Her gaze never veered from the road. “What’s this? Twenty Questions?”
“Just pretend I’m someone you don’t despise.”
“He’s a shift supervisor. At least for now. The mill’s been laying off people right and left.”
It was the familiar story of the Maine North Woods. The state had been the logging capital of the world in the late 1800s, but by the twenty-first century, most of the paper mills had been shuttered and the jobs shipped off to countries like China, Indonesia, and Brazil. There were too many communities in northern Maine that were just another economic downturn from becoming ghost towns.
“Let me guess,” I said. “You’re the only girl in the family.”
“Why? Because I’m a tomboy?”
“Am I right?”
“Yeah, you’re right.” We crossed the town line into Sennebec, where I had lived when I had patrolled this coastal district. “But it would be more polite to ask me direct questions rather than pretend you’re Sherlock Holmes.”
“What made you decide to become a warden?”
“I grew up hunting and fishing. My grandfather was a warden in New Hampshire. He took me on ride-alongs before he retired. I liked the idea of catching bad guys. The usual stuff.”
“You ever consider becoming a regular cop?”
“Nah. I like the woods too much. And I prefer to work alone.”
Dani Tat
e’s motivations for joining the Warden Service weren’t so different from my own. The difference was that she believed in following the policy manual as if it were holy Scripture. I had always been a heretic.
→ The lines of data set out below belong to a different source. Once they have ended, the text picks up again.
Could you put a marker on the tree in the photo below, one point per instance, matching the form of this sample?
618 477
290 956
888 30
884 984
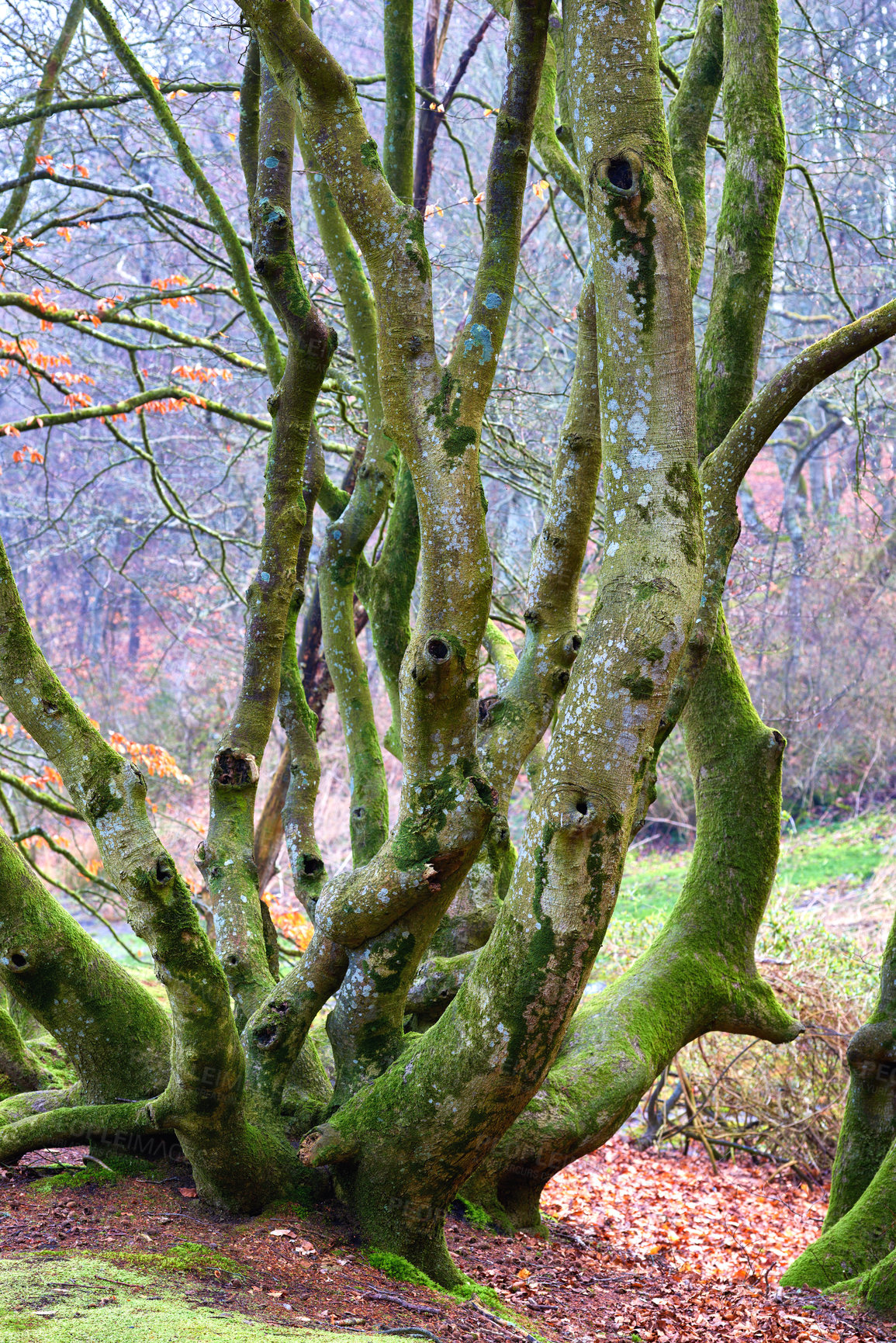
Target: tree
507 1078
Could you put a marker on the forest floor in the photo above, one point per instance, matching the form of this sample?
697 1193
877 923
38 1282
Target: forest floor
642 1247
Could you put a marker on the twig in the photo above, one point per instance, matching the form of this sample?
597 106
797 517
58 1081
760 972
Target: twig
496 1319
400 1300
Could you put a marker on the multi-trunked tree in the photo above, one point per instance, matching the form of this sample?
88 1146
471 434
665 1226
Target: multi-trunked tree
503 1078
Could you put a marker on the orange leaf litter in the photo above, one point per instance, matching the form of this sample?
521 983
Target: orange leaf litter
745 1220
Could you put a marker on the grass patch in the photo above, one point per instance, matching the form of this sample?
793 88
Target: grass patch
185 1258
61 1298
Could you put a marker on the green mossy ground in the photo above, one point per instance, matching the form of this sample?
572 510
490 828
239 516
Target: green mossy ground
55 1298
815 856
116 1166
53 1058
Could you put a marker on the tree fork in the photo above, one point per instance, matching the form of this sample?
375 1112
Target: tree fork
697 975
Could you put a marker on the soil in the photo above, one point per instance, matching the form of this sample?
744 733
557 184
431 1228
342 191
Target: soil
641 1247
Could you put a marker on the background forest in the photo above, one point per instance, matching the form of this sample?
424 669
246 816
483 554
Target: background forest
133 542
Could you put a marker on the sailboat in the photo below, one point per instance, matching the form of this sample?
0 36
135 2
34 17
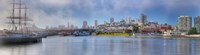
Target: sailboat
18 30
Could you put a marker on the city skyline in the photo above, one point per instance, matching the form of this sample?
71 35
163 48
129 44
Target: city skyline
59 12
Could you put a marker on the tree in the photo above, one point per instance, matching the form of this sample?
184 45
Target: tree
192 30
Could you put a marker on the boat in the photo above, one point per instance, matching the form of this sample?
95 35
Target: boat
113 34
81 33
18 31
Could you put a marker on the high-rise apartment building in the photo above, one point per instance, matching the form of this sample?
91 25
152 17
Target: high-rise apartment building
184 23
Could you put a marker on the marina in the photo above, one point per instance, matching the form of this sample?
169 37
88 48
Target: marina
95 45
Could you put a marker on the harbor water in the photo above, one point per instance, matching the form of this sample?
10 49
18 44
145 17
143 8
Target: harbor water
94 45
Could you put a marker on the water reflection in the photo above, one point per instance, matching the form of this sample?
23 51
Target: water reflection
106 46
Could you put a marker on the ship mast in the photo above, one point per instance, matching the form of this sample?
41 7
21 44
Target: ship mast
19 21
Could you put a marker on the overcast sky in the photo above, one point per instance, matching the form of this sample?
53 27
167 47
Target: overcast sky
59 12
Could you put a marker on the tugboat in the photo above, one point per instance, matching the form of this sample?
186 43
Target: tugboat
18 31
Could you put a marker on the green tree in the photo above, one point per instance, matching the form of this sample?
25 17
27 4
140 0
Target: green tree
192 30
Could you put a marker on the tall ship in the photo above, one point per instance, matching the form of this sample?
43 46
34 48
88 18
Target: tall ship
18 31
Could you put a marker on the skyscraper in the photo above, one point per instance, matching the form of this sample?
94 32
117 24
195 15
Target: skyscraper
85 25
197 23
143 19
128 20
111 21
184 23
95 23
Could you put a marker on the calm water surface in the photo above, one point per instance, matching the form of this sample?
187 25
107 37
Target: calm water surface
56 45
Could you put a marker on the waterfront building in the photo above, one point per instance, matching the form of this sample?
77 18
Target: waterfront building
111 21
197 23
128 20
60 27
95 23
184 23
143 19
85 25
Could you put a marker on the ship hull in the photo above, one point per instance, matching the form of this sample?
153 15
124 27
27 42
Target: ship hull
15 40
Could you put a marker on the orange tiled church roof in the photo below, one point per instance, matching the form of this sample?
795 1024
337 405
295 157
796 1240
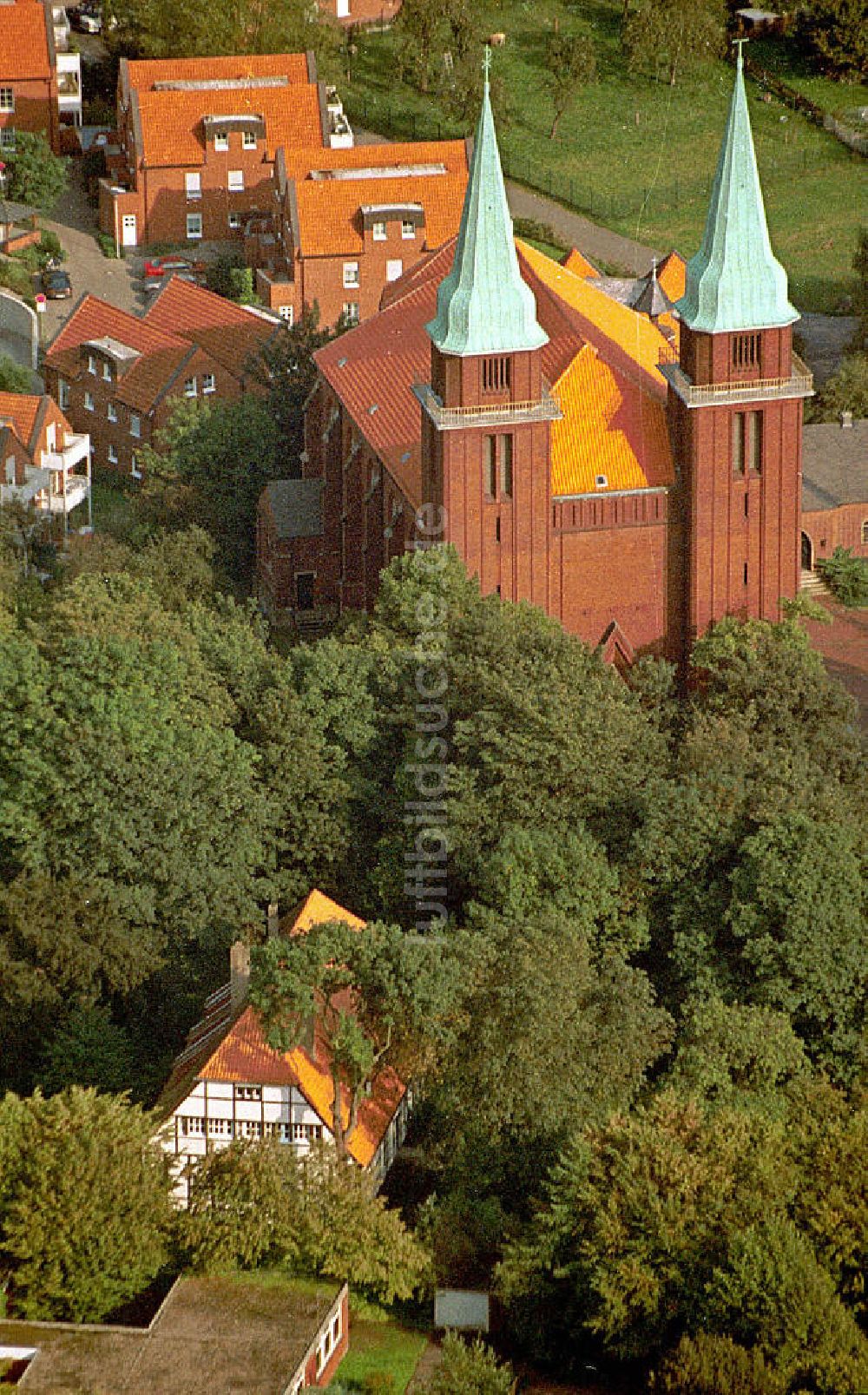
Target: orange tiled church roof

“Rumor is you have a black belt in Brazilian jiu jitsu,” I said.
“Jesus, you are nosy.”
“True or false?”
“I wanted to be an Ultimate Fighter for a while when I was in high school. Then I decided it was too much about performing for the cameras. I never gave a shit about being famous like Gina Carano. If I could live my whole life without anyone knowing my name, I’d be happy.”
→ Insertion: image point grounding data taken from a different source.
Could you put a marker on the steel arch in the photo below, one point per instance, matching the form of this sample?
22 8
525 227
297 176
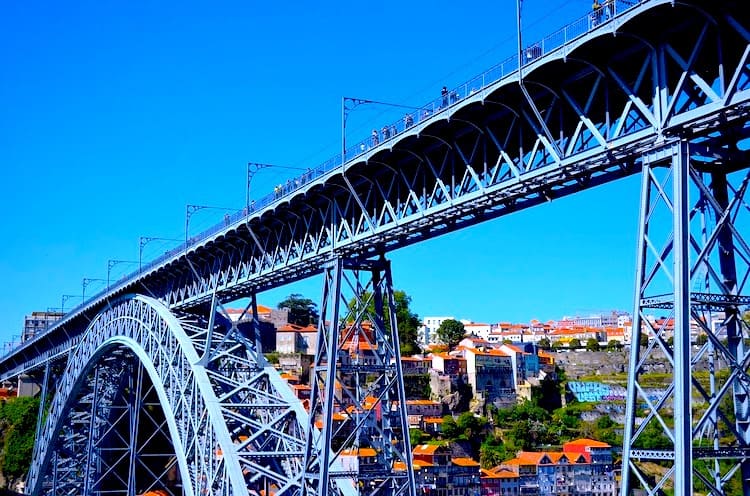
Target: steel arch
221 431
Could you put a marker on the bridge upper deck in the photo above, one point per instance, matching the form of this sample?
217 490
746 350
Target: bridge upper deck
497 145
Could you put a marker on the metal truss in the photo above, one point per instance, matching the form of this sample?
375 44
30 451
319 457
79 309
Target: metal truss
693 271
583 116
358 400
145 392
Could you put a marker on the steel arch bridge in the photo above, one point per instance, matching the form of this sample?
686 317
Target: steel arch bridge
662 89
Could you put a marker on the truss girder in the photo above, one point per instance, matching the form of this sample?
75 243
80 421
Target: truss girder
493 157
694 265
668 69
234 425
357 388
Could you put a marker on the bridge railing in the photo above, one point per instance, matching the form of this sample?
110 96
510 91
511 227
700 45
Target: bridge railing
454 96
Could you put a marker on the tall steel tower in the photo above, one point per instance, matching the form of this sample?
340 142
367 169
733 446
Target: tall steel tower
358 424
693 434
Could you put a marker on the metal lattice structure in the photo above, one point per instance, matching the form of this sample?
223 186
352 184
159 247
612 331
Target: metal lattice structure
661 86
358 398
234 425
694 265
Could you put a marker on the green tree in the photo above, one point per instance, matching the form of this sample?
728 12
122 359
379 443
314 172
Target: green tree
19 417
492 452
302 311
407 321
448 428
451 332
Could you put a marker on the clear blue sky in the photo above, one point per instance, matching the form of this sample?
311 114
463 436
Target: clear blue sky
116 115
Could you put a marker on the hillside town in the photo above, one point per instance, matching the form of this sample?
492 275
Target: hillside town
467 392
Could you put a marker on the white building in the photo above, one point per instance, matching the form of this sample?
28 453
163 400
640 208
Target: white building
428 330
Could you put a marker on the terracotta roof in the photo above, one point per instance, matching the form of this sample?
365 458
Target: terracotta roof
425 449
358 452
464 462
587 442
526 458
499 473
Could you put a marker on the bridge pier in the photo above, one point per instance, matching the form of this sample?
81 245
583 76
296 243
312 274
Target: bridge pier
358 401
693 264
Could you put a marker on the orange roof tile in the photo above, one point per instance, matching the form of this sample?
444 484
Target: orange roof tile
500 473
425 449
358 452
587 442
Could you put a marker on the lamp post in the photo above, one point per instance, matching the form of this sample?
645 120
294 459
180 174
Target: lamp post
65 298
255 167
348 104
86 282
192 209
143 241
112 263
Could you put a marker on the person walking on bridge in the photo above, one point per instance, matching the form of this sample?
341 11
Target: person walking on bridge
596 13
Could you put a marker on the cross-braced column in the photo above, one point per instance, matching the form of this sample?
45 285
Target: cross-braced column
692 432
359 433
Her involvement in the Gammon shooting had quashed those hopes.
I was desperately curious to hear her account of what had happened that night at the Gammons’ farm, but the attorney general had sworn her to secrecy during the investigation, and I already knew enough about Danielle Tate to realize I had zero chance of persuading her to break a vow of silence.
The Maine woods in springtime are as pretty as pastel paintings. The formerly dull hillsides were now vibrant with colors I hadn’t seen since fall. The road dipped and passed through a cluster of old houses along a slow-flowing brown river. Locals still referred to the area as Sennebec Village, even though the only commercial enterprise left was the old Sennebec Grocery. The market had gone from offering butchered meat and fresh vegetables in its heyday to selling cartons of cigarettes, cases of cheap beer, and spools of scratch lottery tickets. I doubted that when its current owner, Hank Varnum, decided to retire he would find a buyer for the business.
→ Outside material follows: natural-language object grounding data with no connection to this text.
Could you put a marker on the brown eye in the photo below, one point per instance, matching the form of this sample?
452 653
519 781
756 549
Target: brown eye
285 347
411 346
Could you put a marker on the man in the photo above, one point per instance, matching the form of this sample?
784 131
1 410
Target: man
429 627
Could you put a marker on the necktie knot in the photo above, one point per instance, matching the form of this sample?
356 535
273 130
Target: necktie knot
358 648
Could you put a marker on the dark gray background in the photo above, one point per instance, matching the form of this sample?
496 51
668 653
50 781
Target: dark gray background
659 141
Seeing my former district from the passenger seat of Tate’s truck put me in a nostalgic mood. I’d endured some of the most dangerous and difficult experiences in my life here, and yet I found myself feeling an abiding affection for the salt marshes and spruce-fir forests of the Midcoast. The passage of time erases the rough edges of memories.
We climbed the steep hill that led up to the main road and the Square Deal Diner and Motel.
“I’ve been asking you a lot of questions,” I said.
“No shit.”
“I figured you might have some for me. You don’t want to know about my mysterious past?”